Universal Declaration Of Human Rights To Protect Your Rights

Definition

The Universal Declaration of Human Rights (UDHR) can be defined as a declaration adopted by the United Nations General Assembly on 10th December 1948 at Paris. This declaration was a result of the experiences of Second World War. It consists of 30 articles. The principal drafter of the declaration was John Peters Humphrey who was the director o Division of Human Rights within the United Nations Secretariat.  The second drat of the declaration was prepared by René Cassin. Articles 1 and 2 are the foundation blocks, which contain principles of dignity, liberty, equality and brotherhood. The seven paragraphs of the preamble, gives the reasons for the Declaration and represent the steps.

A Summary Of The Preamble

The United Nations General Assembly recognizes that the natural dignity and the equal and inalienable rights of all members of the human family is the foundation of freedom, justice and peace in the world. Human rights should be protected by the rule of law and friendly relations between nations must be encouraged. The members of the UN have affirmed their faith in human rights, the dignity and the worth of the human person, the equal rights of men and women and are determined to promote social progress, better standards of life and larger freedom and have promised to promote human rights and a common understanding of these rights.

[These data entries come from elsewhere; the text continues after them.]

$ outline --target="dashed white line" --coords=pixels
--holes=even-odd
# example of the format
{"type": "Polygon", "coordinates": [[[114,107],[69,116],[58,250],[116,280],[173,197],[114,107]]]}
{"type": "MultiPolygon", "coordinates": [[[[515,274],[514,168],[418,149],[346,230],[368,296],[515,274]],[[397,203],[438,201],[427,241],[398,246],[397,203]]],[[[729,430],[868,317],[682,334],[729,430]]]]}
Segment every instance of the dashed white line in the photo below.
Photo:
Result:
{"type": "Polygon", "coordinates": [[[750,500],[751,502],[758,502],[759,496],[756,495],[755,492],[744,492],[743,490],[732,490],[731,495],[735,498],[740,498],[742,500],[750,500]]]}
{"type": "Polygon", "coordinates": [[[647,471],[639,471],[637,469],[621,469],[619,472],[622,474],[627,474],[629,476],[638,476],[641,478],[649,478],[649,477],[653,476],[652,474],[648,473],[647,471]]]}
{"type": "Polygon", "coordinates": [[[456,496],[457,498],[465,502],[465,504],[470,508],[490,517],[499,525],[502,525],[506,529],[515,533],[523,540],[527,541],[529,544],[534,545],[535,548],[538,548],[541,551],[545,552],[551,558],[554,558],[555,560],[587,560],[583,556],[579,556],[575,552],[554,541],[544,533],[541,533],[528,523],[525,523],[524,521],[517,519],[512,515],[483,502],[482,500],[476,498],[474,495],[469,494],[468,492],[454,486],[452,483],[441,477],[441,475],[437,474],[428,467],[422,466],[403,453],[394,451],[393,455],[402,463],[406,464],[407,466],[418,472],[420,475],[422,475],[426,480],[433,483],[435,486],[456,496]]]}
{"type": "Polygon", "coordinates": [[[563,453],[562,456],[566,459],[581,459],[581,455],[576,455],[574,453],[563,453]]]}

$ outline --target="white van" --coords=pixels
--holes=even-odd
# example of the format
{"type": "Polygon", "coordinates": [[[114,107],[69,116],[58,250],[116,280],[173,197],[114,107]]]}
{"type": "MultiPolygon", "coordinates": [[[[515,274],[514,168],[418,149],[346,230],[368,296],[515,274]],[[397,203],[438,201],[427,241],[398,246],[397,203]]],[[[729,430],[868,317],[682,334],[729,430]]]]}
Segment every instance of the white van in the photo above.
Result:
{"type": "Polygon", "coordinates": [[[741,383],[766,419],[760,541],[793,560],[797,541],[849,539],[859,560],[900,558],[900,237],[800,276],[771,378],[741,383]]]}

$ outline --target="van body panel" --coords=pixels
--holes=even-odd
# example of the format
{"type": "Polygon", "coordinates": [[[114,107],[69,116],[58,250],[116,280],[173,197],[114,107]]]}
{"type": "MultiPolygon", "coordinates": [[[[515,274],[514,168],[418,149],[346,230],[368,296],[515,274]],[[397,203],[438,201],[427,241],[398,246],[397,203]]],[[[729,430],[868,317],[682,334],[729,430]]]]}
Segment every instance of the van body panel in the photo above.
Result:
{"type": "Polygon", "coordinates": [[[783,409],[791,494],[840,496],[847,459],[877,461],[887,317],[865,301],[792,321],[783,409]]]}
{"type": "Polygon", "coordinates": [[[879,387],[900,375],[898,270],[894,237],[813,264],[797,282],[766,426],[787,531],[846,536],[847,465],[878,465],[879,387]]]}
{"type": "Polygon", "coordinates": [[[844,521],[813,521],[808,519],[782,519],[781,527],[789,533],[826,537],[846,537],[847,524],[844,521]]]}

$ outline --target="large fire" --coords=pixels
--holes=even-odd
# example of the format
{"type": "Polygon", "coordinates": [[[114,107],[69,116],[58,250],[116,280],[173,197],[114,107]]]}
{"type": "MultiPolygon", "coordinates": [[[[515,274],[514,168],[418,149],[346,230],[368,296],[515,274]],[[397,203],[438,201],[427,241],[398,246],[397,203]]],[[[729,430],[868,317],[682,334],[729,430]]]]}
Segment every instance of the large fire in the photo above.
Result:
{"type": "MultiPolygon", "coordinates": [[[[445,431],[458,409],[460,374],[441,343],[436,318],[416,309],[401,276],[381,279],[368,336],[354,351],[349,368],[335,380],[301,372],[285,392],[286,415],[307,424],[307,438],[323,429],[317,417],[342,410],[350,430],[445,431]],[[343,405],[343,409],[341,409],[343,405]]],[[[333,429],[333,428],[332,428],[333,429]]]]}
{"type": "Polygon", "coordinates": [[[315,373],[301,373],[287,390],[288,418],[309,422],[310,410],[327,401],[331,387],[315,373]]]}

The important points in Declaration

1. We Are All Born Free & Equal.

2. Don’t Discriminate.

3. The Right to Life.

4. No Slavery.

5. No Torture.

6. You Have Rights No Matter Where You Go.

7. We’re All Equal before the Law.

8. Your Human Rights Are Protected by Law.

9. No Unfair Detainment.

10. The Right to Trial.

11. We’re always innocent till Proven Guilty.

12. The Right to Privacy.

13. Freedom to Move.

14. The Right to Seek a Safe Place to Live.

15. Right to a Nationality.

16. Marriage and Family.

17. The Right to Your Own Things.

18. Freedom of Thought.

19. Freedom of Expression.

20. The Right to Public Assembly.

21. The Right to Democracy.

22. Social Security.

23. Workers’ Rights.

24. The Right to Play.

25. Food and Shelter for All.

26. The Right to Education.

27. Copyright.

28. A Fair and Free World.

29. Responsibility.

30. No One Can Take Away Your Human Rights.

Importance of Universal Declaration Of Human Rights

The Universal Declaration is not considered as a treaty hence it does not directly create any legal obligations for the member countries. It is a declaration of the fundamental values that are shared by all members of the community.  This declaration has a profound influence on the development of international human rights law. The Universal Declaration has paved way for a wide range of other international agreements which are legally binding for the countries that approve them. The International Covenant on Civil and Political Rights (ICCPR) and the International Covenant on Economic, Social and Cultural Rights (ICESCR) are some of such agreements.

The Universal Declaration of human rights covers the civil and political rights which include the right to life, liberty, free speech and privacy.  The declaration also includes economic, social and cultural rights such as the right to social security, health and education. Every person in this world has inherent dignity and value. Universal Declaration of Human rights help us to recognize and respect these dignity and values in ourselves and in each other. With the help of these declaration people were able to protect their rights when the rights were denied to them.  You can make complaints about the violation of human rights through the human rights commission.